Tips Bill moves closer to becoming law as it clears Commons
The Employment (Allocation of Tips) Bill would amend the Employment Rights Act 1996 to require employers to ensure that all tips, gratuities and service charges they receive or exercise control over must be paid to workers in full without deductions and by the end of the following month.
It would also enable the Government to create a code of practice intended to ensure fairness and transparency in how the money is allocated amongst staff, and introduce an enforcement mechanism for employees to make complaints and seek redress.
Having passed its third reading today (20 January), the bill, which has been fronted by Conservative MPs Virginia Crosbie and Dean Russell, will proceed to the Lords for further scrutiny.
The Employment (Allocation of Tips) Bill was first brought forward by Russell back in the summer of 2021.

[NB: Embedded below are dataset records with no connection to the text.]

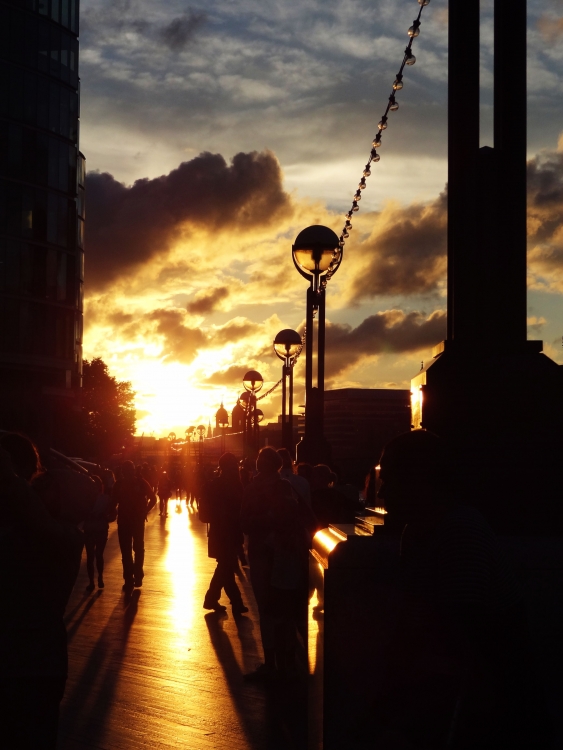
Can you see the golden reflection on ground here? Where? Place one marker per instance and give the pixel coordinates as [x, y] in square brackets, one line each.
[180, 563]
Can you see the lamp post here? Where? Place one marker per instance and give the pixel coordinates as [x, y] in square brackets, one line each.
[317, 254]
[201, 432]
[287, 345]
[222, 421]
[252, 383]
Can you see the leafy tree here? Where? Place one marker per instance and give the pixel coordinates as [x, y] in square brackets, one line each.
[108, 411]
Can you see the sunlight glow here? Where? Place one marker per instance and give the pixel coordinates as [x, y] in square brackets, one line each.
[180, 563]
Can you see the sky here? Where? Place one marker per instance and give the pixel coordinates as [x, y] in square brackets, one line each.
[215, 133]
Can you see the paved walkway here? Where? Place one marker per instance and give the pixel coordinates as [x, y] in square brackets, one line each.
[154, 670]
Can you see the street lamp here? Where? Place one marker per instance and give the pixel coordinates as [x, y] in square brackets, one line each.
[287, 345]
[317, 255]
[222, 421]
[252, 383]
[201, 432]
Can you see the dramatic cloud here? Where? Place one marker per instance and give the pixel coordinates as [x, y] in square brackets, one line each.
[127, 226]
[545, 222]
[206, 302]
[406, 252]
[385, 332]
[180, 31]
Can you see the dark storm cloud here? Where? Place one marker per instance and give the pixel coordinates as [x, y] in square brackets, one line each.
[108, 19]
[181, 343]
[406, 254]
[127, 226]
[233, 332]
[232, 376]
[206, 302]
[180, 31]
[545, 214]
[385, 332]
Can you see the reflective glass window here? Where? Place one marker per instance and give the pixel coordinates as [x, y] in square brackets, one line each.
[65, 13]
[62, 221]
[4, 89]
[55, 10]
[74, 16]
[42, 102]
[63, 167]
[61, 277]
[54, 108]
[40, 216]
[27, 212]
[31, 40]
[51, 273]
[30, 98]
[71, 169]
[80, 234]
[43, 46]
[4, 26]
[53, 165]
[55, 47]
[17, 26]
[42, 157]
[71, 280]
[64, 112]
[16, 93]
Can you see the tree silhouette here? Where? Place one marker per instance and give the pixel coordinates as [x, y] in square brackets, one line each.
[108, 411]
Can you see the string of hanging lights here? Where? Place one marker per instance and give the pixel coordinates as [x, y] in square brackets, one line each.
[273, 388]
[374, 156]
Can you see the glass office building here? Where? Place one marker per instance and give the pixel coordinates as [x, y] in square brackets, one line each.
[41, 214]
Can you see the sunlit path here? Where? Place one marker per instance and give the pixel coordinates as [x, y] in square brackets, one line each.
[155, 670]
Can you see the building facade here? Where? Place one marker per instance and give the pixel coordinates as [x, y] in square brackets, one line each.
[41, 215]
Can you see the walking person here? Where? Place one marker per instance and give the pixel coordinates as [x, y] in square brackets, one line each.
[40, 559]
[223, 499]
[133, 498]
[164, 492]
[96, 527]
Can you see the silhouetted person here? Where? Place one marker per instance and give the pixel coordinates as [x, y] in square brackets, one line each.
[299, 483]
[223, 499]
[133, 498]
[459, 667]
[266, 493]
[96, 527]
[164, 493]
[329, 505]
[39, 559]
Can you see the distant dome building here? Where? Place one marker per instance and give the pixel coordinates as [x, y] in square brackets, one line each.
[221, 417]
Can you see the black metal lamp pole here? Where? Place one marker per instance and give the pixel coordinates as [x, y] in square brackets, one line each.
[252, 383]
[287, 345]
[317, 254]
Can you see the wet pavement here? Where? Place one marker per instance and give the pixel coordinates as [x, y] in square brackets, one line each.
[155, 670]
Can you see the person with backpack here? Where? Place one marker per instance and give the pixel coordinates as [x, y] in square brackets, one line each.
[133, 498]
[221, 507]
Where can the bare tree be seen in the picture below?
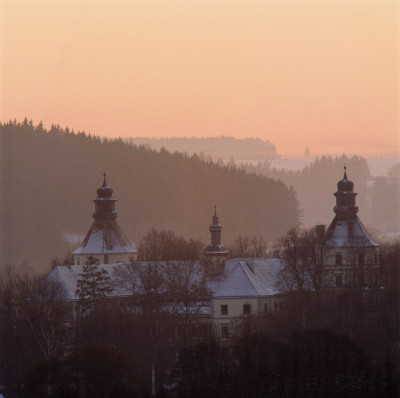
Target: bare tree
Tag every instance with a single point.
(146, 283)
(43, 305)
(94, 285)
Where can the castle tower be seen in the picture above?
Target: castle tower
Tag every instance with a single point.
(353, 254)
(105, 240)
(215, 253)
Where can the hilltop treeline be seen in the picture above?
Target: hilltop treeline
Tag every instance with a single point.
(49, 179)
(316, 183)
(215, 147)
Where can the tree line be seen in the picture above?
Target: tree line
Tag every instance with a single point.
(49, 178)
(154, 343)
(377, 198)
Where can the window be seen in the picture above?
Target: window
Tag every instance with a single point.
(225, 331)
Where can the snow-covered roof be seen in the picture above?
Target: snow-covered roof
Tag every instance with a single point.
(241, 278)
(350, 232)
(105, 238)
(248, 278)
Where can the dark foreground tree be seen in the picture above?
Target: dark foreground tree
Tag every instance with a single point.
(94, 285)
(90, 372)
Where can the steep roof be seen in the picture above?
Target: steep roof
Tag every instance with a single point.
(241, 278)
(351, 232)
(68, 276)
(248, 278)
(97, 241)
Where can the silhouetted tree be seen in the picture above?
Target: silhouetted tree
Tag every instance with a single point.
(94, 285)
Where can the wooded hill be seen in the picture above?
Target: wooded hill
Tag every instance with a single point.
(49, 179)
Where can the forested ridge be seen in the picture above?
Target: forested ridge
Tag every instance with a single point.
(49, 179)
(216, 147)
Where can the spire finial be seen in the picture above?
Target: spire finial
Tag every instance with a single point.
(104, 181)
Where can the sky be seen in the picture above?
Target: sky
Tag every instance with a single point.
(320, 74)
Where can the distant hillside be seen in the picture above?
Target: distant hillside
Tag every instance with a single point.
(49, 179)
(217, 147)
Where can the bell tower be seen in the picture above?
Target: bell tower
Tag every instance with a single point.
(215, 253)
(345, 208)
(105, 240)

“When we look at the role that many people have when working in bars or restaurants and so on, the tips are often seen as part of the salary in a way — rightly or wrongly,” he said at the time.
“It’s always felt wrong to me that businesses can take the tips that have been given by the customer directly to that individual or to the staff for businesses to go, ‘Well, actually, that’s part of the payment for what they’re getting’.”
This is the latest stage in a long-running saga to introduce more robust tipping laws that stretches back to 2015 when a Government consultation found restaurant customers were overwhelmingly in favour of the tips they paid going to the people who served them.
The Conservatives previously committed to tackling the issue of the unfair distribution of tips in its 2019 manifesto.
In September 2021 the Government announced plans to overhaul tipping practices and make it illegal for employers to withhold tips and service charge payments from workers.
However, that legislation was subsequently shelved.
Last year Labour also pledged to 'stamp out' unfair tip deductions, claiming that hospitality and leisure workers are missing out on around £200m a year.